2026年6月期第3四半期累計は売上収益13,697百万円(前年同期比9.8%増)と増収を確保した一方、売上総利益は2,194百万円(前年同期比11.3%減)と大幅に悪化。売上原価が11,503百万円と前年同期比15.1%増加しており、建設資材価格高騰や外注費上昇が利益率を圧迫している構図が鮮明。

営業利益率は前年同期の11.5%から8.1%へ低下しており、増収効果をコスト増が上回る状況が続いている。

通期業績予想(売上収益19,485百万円、営業利益1,685百万円)は2025年9月26日公表から変更なし。第3四半期累計の営業利益進捗率は66.2%にとどまり、第4四半期単独で570百万円の営業利益が必要な計算となる。

前年同期の第4四半期実績との比較で達成可能性を見極める必要があり、工事の竣工・検収タイミングへの注目が高まる。
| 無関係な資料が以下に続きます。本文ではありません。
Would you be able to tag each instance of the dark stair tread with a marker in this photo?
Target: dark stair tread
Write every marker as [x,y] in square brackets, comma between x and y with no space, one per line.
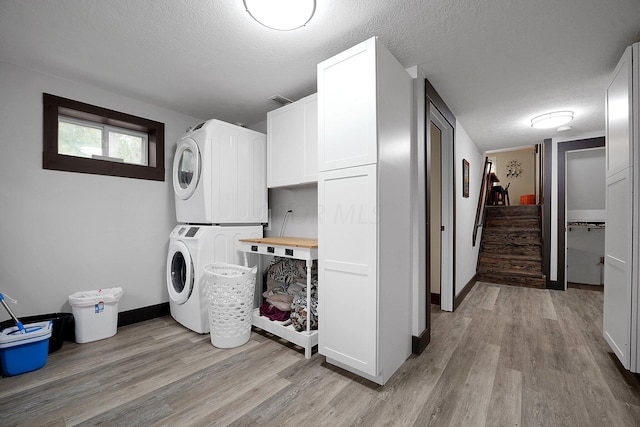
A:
[510,257]
[514,273]
[513,280]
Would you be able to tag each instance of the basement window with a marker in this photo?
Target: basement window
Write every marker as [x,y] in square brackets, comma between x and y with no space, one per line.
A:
[85,138]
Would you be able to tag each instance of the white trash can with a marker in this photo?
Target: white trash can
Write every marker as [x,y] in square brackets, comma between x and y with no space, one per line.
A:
[95,313]
[229,291]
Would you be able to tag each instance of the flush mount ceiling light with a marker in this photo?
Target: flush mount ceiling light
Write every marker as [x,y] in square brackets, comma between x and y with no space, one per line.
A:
[283,15]
[552,120]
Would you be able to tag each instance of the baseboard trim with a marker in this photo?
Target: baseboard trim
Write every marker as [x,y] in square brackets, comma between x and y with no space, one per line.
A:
[462,295]
[141,314]
[555,285]
[435,299]
[418,344]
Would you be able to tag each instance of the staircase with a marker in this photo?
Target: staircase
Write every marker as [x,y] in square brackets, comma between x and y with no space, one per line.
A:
[511,247]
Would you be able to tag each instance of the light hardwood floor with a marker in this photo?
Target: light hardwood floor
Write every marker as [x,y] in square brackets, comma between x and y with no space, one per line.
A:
[508,356]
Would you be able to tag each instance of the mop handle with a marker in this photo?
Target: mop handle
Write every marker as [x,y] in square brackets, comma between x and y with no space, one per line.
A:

2026年3月末の借入金合計は7,711百万円(流動7,346百万円+非流動365百万円)と前期末の4,204百万円から3,507百万円増加。運転資金需要の増加が主因とされるが、自己資本比率は前期末30.2%から26.1%へ低下。

外部環境として金利上昇局面にある中、調達コスト増加が金融費用(前年同期21百万円→当期47百万円)に既に表れており、今後の金利動向が収益に与える影響を注視する必要がある。

成長戦略

企業集団制度の深化・技術者確保・ガバナンス強化を柱とする中期経営計画

国交省認定「企業集団」制度を活用したグループ内技術者の最適配置を深化させ、受注キャパシティの拡大と稼働率向上を図る。売上収益の増収基調(前年同期比9.8%増)は一定の成果を示しているが、利益率改善が課題。

建設技術者・労働力不足が業界全体の課題となる中、有資格技術者の採用強化により受注可能工事量の拡大を目指す。技術者確保は受注キャパシティに直結するため、中期的な成長の前提条件となる施策。

建設資材価格高騰・外注費上昇を背景に売上総利益率が前年同期の19.8%から16.0%へ低下。通期予想達成に向け第4四半期での工事竣工・検収集中と原価管理の徹底が求められる。現状は利益率悪化が顕在化しており、対応の進捗が注目される。